Meskipun diundangkan pada 29 Desember 1986, UU PTUN inti tidak dapat seketika itu juga langsung diterapkan. Hal ini disebabkan masih menunggu peraturan pemerintah yang merupakan pelaksanaan dari Pasal 145, yaitu paling lama lima tahun sejak diundangkan. Jadi, selambat-lambatnya tahun 1991 harus sudah keluar peraturan pemerintah tersebut. Namun belum sampai batas waktu yang ditentukan, pada 14 Januari 1991 telah dikeluarkan Peraturan Pemerintah No. 7 Tahun 1991 tentang Penerapan Undang-undang No. 5 Tahun 1986 tentang Peradilan Tata Usaha Negara.[10]

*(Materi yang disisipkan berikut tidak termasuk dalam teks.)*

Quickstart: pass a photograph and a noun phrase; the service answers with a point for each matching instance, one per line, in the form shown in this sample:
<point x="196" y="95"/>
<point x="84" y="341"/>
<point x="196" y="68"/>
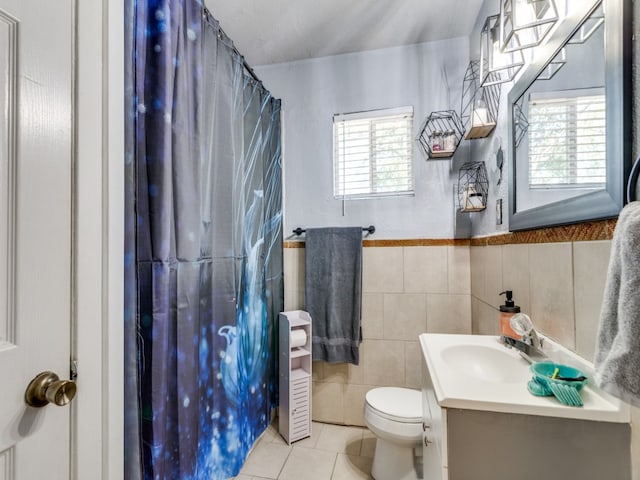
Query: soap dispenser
<point x="508" y="310"/>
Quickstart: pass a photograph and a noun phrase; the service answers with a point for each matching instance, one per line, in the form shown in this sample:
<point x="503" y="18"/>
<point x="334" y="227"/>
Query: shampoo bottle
<point x="508" y="310"/>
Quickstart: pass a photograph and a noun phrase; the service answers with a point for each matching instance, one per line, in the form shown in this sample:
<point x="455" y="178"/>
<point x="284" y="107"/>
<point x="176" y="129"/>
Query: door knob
<point x="47" y="388"/>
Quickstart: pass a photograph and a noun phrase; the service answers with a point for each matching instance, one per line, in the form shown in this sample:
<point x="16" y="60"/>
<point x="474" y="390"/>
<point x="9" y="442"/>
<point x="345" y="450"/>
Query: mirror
<point x="569" y="123"/>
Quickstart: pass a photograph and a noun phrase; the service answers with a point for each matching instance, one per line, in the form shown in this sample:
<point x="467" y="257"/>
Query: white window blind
<point x="567" y="142"/>
<point x="373" y="153"/>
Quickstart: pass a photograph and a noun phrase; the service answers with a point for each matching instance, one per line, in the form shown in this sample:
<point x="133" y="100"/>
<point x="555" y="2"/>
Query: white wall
<point x="428" y="76"/>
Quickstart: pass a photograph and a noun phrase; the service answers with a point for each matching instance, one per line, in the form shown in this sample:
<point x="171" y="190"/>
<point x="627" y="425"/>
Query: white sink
<point x="486" y="362"/>
<point x="478" y="372"/>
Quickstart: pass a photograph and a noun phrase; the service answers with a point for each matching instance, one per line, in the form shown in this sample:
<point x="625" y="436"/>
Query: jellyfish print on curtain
<point x="203" y="264"/>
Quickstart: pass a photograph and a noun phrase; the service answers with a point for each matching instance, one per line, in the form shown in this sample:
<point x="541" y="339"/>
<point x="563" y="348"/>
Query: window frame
<point x="340" y="191"/>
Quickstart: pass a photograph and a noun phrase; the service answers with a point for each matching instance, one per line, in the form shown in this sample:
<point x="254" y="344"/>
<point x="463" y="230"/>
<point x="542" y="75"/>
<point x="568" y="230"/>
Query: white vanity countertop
<point x="477" y="372"/>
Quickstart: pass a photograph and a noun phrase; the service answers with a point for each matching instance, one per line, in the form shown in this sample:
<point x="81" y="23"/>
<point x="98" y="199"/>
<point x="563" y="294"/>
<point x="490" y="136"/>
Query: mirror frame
<point x="608" y="202"/>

Wicipto Setiadi menguraikan perkembangan UU PTUN selama lima tahun sejak disahkan.[11] Sebagai tindak lanjut UU No. 5 Tahun 1986 tentang Peradilan Tata Usaha Negara, telah dikeluarkan beberapa peraturan perundang-undangan, yang merupakan peraturan pelaksanaan undang-undang tersebut, yaitu:

1.      Undang-undang No. 10 Tahun 1990 tentang Pembentukan Pengadilan Tinggi Tata Usaha Negara Jakarta, Medan, dan Ujung Pandang;
2.      Peraturan Pemerintah No. 7 Tahun 1991 tentang Penerapan Undang-undang No. 5 Tahun 1986 tentang Peradilan Tata Usaha Negara;
3.      Peraturan Pemerintah No. 26 Tahun 1991 tentang Tata Cara Pemberhetian Dengan Hormat, Pemberhentian Tidak Dengan Hormat, dan Pemberhentian Sementara serta Hak-hak Hakim Agung dan Hakim yang Dikenakan Pemberhentian;
4.      Peraturan Pemerintah No. 43 Tahun 1991 tentang Ganti Rugi dan Tata Cara Pelaksanaannya pada Peradilan Tata Usaha Negara;

5.      Keputusan Presiden No. 52 Tahun 1990 tentang Pembentukan Pengadilan Tata Usaha Negara di Jakarta, Medan, Palembang, Surabaya, dan Ujung Pandang;
6.      Keputusan Presiden No. 16 Tahun 1992 tentang Pembentukan Pengadilan Tata Usaha Negara di Bandung, Semarang, dan Padang;
7.      Keputusan Presiden No. 41 Tahun 1992 tentang Pembentukan Pengadilan Tata Usaha Negara di Pontianak, Banjarmasin, dan Manado.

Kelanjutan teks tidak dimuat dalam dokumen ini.